As we think about the post-2015 development agenda and try to make sure that the much bandied notion of “women’s empowerment” (WE henceforth) gets its due attention, it may be time to stop and think further about what the term implies and includes. Broadly speaking WE is about gender equality in all walks of life, and in particular, about giving women the same rights of choice and control over the circumstances of their lives that men have.

One would think that this demand needs nothing more than moral and ethical justification. And yet, we feel obliged to always tout the instrumental benefits of WE – to demonstrate that empowered women are good for the economy, or for social stability, or (this last is particularly popular as the post-2015 agenda firms up) for sustainable development.

But by valorizing empowerment only because it makes women better able to hold up the sky, we do them a disservice. It leaves out a crucial component of the good life that all individuals have a claim to – the ability to do things that they enjoy, simply because they enjoy them, regardless of the material worth of these activities.

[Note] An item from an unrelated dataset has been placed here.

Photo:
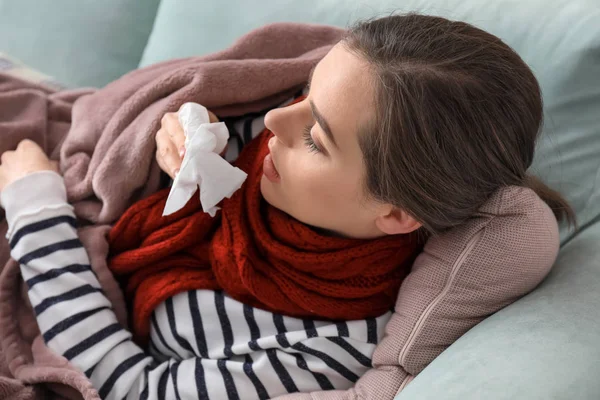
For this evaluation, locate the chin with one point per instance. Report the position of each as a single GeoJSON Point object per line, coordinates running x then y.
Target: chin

Free time, leisure time, time to laze, time to paint, time to read, time to gaze – these are not goals that national accounting statistics think worthy of measuring or achieving, but in fact, as we use the resources of the Millennium Development Goals (and now post-MDGs) project to make women equal to men in economic and political opportunity and reward, we run the risk of unwittingly increasing even further the large gender disparities in leisure that exist worldwide and especially in the poor countries.

A series of what are called “time-use” studies demonstrate that women, whether or not they work outside the home, have had and continue to have much less time for leisure than men. Perhaps that partly explains the relative absence of women artists, artistes, and philosophers through time. Perhaps it explains even more the relative absence of such creative women who are also wives and mothers – it appears that for women, unlike for men, the expression of creativity often precludes a simultaneous domestic and/or work life.

In any case, even uncreative and unproductive free time is a necessary ingredient of the fulfilled life. Moreover, time-use studies that demonstrate gender differences in the number of hours of free time still miss out on other important gender dimensions of leisure. For example, women’s leisure is much more likely than men’s to be social rather than solitary (going to a temple as opposed to reading a book), passive rather than active (watching television as opposed to playing scrabble) and family centered rather than extra-domestic (seeing a film with relatives rather than having tea with friends). Women’s leisure is also more likely than men’s to be fragmented (that is, engaged in small units of time rather than the block of continuous time that complete absorption in a enjoyable or creative activity demands) or secondary rather than primary (that is, usually combined with some other, non-leisure, activity: listening to the radio while cooking for example) – again not conducive to deep absorption.

Many of these differences have to do with social norms and social disapproval – there are so many written and unwritten rules about how women dress or walk or talk (or even laugh, as the recent example from Turkey shows!) and about who is responsible for what unpaid activities in the home; changing these is a longer term project that the post-2015 agenda can indirectly push through things like gender-sensitive education and incentives. Incidentally, it is instructive that when men do take on some of women’s duties, they seems to grab the best ones first. For example, studies find that the most common household task that men volunteer for is the one of shopping for daily needs, not child care.

But there is also a role for more immediate and pragmatic policies to increase women’s access to leisure. Among these, special mention may be made of investments in more safe public spaces for women (physical insecurity is a huge dampener of the urge to go out and have some harmless fun) and investments in more affordable domestic labor saving technology: In field work in rural India and Bangladesh I was struck by how often women mentioned the lowly pressure-cooker – that reduces kitchen time – as one of the most marvelous inventions of the modern age!